My partner is incredibly unbelievably loving, and she loves to take care of me, and she can be generous, and connected, and grounded and so inside her own goodness…and she can be mean, and passive aggressive and wanting her own way no matter what, and sometimes she tries to change me and sometimes she’s just plain grouchy.  Besides the daily neurosis which is alternately my entertainment and my frustration.  Is she a blessing, a moment of grace?  Yes.  But sometimes grace is kicking me to change where I really don’t want to, and sometimes grace is turning and telling her (or her telling me) that I’m me, and this thing that bothers her isn’t changing because I don’t want it to.

What I love about marriage is the attention.  Both the attention she gives me and the attention I get to pay, the way my consciousness rests and wrestles and battles its way to more light, all the time, as I fall into shadow with my partner, as I work my way out, or as we do it together.  There may be periods of pure light, but the shadows will fall, again and again, because that’s what marriage is…continuing to pull yourself, each other, the coupleship, into growth, into closeness, into the kind of knowing that comes from admitting all of who you are–insecure, gifted, warm, distracted, loving, passionate, moral, broken.
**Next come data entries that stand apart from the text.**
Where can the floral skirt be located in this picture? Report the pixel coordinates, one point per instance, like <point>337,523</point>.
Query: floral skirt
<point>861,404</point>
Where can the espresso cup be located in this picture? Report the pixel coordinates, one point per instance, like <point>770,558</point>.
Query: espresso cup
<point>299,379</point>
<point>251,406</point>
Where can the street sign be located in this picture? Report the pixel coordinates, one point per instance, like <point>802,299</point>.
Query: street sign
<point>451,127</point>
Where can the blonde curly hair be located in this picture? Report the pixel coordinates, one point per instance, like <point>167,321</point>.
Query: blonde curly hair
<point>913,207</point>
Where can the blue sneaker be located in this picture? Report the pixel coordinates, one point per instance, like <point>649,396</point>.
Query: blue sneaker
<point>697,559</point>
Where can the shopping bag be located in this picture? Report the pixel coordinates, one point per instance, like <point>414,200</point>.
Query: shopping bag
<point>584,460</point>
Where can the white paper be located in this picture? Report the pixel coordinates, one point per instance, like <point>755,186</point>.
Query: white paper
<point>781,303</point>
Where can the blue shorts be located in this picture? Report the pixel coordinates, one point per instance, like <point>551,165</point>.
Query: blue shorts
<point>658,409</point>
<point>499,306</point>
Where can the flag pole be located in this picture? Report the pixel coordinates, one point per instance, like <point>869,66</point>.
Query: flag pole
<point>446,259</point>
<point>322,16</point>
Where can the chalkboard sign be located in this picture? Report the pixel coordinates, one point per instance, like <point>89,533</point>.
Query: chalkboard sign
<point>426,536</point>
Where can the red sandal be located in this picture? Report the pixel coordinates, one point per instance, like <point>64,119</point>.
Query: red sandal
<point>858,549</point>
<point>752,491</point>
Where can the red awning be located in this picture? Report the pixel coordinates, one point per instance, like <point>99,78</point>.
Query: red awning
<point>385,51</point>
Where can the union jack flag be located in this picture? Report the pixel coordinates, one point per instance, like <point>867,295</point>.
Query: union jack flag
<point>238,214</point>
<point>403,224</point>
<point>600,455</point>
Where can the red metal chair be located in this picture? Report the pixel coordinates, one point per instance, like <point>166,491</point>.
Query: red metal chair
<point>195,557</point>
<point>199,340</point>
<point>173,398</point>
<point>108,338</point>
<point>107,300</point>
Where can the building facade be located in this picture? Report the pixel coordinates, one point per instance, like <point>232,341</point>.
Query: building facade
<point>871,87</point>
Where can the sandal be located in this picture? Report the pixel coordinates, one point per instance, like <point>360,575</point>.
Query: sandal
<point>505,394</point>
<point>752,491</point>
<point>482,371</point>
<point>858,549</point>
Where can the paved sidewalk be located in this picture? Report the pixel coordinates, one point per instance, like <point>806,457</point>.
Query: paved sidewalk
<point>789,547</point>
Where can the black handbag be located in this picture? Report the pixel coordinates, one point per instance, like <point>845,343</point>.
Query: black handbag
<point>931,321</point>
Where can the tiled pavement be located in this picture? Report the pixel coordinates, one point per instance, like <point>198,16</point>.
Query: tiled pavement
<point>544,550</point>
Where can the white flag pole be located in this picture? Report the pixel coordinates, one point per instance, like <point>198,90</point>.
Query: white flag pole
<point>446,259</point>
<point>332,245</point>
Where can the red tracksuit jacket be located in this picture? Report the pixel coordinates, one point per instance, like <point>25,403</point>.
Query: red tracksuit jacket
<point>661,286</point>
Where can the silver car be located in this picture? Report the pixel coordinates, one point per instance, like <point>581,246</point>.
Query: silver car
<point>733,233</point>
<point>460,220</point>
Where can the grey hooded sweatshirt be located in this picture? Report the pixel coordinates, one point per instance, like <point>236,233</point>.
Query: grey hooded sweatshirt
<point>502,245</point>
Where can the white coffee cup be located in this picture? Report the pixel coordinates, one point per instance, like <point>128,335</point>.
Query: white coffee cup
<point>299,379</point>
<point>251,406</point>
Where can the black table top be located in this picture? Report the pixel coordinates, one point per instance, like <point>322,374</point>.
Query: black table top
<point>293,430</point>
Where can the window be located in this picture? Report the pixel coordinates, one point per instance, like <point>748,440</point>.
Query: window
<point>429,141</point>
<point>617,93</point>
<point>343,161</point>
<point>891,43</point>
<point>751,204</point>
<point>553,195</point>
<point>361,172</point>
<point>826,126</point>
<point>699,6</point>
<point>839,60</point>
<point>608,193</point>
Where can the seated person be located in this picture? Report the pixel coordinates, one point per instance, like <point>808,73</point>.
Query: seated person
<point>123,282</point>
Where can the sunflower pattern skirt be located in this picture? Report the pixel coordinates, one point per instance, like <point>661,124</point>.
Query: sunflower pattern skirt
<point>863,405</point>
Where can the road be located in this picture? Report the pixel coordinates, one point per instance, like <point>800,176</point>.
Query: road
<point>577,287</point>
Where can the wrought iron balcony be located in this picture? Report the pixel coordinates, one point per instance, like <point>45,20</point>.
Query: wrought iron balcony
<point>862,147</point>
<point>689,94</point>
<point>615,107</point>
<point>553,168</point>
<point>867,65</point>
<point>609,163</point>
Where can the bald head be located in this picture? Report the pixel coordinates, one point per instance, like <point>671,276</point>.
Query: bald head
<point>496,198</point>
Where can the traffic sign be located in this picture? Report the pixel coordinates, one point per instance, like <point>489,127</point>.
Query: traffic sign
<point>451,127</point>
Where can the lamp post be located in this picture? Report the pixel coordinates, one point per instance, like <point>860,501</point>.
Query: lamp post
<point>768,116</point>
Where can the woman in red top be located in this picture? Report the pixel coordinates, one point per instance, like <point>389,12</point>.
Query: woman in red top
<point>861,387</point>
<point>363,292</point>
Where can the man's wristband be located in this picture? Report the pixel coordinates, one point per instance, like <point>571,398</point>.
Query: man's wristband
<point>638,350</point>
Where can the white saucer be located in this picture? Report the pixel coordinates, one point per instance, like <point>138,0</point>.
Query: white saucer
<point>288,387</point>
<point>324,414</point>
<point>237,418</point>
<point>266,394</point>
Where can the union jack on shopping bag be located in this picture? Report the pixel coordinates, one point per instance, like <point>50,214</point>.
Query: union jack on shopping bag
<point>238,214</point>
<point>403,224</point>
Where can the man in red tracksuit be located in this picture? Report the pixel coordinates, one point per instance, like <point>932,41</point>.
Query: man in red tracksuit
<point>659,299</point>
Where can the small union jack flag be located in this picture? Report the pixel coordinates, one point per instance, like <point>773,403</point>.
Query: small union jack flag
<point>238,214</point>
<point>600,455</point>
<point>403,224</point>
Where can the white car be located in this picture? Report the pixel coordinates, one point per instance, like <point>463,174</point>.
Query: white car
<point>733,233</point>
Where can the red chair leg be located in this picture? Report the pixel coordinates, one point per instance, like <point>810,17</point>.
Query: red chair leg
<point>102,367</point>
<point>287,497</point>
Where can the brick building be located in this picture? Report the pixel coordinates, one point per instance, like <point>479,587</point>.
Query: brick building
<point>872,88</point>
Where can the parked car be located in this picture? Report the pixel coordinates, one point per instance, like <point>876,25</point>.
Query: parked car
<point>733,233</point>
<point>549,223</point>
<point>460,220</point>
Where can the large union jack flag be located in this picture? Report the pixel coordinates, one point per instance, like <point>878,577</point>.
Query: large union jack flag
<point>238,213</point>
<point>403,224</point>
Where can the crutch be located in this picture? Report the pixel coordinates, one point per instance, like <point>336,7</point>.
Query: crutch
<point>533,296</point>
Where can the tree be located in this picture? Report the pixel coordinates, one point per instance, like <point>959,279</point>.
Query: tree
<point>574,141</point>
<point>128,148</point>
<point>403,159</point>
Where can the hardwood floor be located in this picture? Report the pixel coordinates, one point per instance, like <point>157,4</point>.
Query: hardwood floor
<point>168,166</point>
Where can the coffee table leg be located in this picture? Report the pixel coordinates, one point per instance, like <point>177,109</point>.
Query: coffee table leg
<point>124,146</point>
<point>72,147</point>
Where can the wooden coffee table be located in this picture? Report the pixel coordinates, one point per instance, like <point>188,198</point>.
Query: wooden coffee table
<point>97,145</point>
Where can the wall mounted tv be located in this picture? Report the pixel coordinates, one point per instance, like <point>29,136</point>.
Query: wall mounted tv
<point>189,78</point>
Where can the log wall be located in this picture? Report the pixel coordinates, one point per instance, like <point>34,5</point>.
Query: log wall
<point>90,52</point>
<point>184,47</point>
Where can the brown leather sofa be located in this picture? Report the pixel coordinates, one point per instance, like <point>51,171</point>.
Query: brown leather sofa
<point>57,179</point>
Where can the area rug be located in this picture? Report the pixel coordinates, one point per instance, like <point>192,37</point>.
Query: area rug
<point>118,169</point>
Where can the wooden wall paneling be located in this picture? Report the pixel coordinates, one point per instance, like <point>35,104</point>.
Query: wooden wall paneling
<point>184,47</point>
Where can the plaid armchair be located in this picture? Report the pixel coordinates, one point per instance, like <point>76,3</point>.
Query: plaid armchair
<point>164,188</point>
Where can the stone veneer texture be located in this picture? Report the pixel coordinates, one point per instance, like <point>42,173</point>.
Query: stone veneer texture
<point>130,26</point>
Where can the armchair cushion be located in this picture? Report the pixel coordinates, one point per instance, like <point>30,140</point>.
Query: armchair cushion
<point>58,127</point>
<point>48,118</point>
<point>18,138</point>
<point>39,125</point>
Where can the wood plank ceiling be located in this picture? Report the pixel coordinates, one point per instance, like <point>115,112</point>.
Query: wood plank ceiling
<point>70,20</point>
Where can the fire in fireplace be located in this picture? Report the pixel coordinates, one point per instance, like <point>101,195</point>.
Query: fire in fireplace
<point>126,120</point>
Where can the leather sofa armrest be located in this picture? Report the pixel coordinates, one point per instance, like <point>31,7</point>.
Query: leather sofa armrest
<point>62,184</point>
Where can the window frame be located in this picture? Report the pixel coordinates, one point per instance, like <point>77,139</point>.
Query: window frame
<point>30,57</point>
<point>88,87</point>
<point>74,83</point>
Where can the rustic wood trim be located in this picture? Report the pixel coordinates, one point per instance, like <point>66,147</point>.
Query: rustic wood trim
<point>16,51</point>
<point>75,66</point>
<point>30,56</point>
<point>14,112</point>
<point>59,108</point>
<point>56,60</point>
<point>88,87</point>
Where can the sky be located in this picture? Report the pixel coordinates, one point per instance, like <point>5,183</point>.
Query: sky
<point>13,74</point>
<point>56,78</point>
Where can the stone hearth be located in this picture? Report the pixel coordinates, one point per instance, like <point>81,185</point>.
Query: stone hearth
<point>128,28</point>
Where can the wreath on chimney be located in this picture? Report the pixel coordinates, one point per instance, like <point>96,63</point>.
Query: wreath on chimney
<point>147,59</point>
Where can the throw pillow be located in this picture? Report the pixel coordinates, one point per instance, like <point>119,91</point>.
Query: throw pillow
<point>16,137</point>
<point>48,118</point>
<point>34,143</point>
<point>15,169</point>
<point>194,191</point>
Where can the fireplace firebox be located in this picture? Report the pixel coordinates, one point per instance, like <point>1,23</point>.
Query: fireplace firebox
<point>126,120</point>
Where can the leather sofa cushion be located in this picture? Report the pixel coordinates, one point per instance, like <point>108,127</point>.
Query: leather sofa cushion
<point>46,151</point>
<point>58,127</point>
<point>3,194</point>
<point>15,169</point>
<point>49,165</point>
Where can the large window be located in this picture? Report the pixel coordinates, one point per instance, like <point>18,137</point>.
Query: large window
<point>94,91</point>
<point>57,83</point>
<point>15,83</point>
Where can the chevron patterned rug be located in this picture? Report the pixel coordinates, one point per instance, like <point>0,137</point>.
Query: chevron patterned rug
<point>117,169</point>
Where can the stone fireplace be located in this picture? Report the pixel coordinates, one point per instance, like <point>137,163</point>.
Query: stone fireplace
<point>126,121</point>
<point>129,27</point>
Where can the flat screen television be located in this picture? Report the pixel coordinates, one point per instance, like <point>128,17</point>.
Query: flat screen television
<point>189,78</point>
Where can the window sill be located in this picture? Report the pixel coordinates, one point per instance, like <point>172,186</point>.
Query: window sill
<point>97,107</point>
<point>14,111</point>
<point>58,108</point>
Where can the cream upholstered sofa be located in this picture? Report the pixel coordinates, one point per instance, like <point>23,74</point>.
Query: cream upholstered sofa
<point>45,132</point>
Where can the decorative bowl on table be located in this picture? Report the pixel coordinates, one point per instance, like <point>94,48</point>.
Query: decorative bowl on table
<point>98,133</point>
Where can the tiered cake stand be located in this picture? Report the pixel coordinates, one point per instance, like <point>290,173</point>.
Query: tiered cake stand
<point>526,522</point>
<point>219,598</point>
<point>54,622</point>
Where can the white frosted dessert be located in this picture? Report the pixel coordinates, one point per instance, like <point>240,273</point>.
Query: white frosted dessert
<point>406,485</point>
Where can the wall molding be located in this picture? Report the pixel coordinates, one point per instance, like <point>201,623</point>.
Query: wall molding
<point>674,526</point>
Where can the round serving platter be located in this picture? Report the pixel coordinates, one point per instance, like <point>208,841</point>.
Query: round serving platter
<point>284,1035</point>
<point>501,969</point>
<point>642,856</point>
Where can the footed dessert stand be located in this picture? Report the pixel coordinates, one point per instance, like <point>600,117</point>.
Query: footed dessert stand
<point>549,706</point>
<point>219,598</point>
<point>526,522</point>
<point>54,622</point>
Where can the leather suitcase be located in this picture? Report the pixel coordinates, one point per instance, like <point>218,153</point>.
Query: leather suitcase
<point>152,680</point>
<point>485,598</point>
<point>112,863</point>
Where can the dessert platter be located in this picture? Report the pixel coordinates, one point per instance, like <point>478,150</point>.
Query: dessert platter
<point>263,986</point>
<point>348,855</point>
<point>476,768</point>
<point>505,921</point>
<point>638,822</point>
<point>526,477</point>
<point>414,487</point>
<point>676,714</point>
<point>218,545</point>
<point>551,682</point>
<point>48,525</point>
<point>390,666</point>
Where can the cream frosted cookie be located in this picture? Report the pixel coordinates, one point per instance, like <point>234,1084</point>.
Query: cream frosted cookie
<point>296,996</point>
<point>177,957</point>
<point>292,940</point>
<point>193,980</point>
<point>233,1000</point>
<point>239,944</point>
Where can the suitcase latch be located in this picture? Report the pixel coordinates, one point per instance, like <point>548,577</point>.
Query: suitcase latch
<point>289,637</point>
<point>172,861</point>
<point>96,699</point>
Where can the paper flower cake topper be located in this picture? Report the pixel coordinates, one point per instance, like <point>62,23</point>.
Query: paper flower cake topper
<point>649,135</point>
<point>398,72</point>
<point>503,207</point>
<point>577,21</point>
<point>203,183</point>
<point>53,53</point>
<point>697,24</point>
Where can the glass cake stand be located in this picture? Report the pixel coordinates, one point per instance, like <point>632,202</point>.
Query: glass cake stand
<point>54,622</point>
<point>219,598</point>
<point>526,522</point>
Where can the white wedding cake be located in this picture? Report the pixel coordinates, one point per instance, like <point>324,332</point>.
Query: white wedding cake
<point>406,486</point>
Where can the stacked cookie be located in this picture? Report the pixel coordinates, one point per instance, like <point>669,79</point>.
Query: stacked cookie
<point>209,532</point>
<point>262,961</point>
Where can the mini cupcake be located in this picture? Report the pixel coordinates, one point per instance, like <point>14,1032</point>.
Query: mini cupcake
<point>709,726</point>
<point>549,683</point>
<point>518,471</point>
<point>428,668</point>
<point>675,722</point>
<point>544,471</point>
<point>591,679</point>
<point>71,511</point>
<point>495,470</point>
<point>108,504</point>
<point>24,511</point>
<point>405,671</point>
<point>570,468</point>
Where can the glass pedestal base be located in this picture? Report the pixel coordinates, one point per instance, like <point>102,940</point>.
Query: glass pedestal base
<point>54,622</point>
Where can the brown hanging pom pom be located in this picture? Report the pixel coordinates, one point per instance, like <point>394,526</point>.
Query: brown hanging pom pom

I have never known anyone as well as I know my partner, and so I have never loved anyone as much.  I am humbled by knowing my partner, and frustrated, and enlightened, and brought down into my own failings and then made better by how much I love her, which causes me to work on those very failings, or at least on more honesty, all the time.

It’s not ideal.  Or maybe it is.  Maybe this private, wonderful, irritating life is the ideal.  Only Jesus, can someone besides Ben Affleck admit how irritating it is?  How difficult?  He had it right.  It’s such hard work.  And the best work there is.  Marriage is a human making experience.  I am made human by the struggle, by the forgiveness, by the sheer fun and ridiculousness, by seeing how I want to get even when I’m hurt, by seeing how hard I’ll try to stop hurting the person I love most.

26 years.  My narcoleptic genius of the mundane will read this on her Facebook page and then she’ll say, “How about a little more on your faults?”


PS–I could have written more about marriage equality.  Metta for the Supreme Court.  May they have the sanity to know that making second class citizens hurts all of us.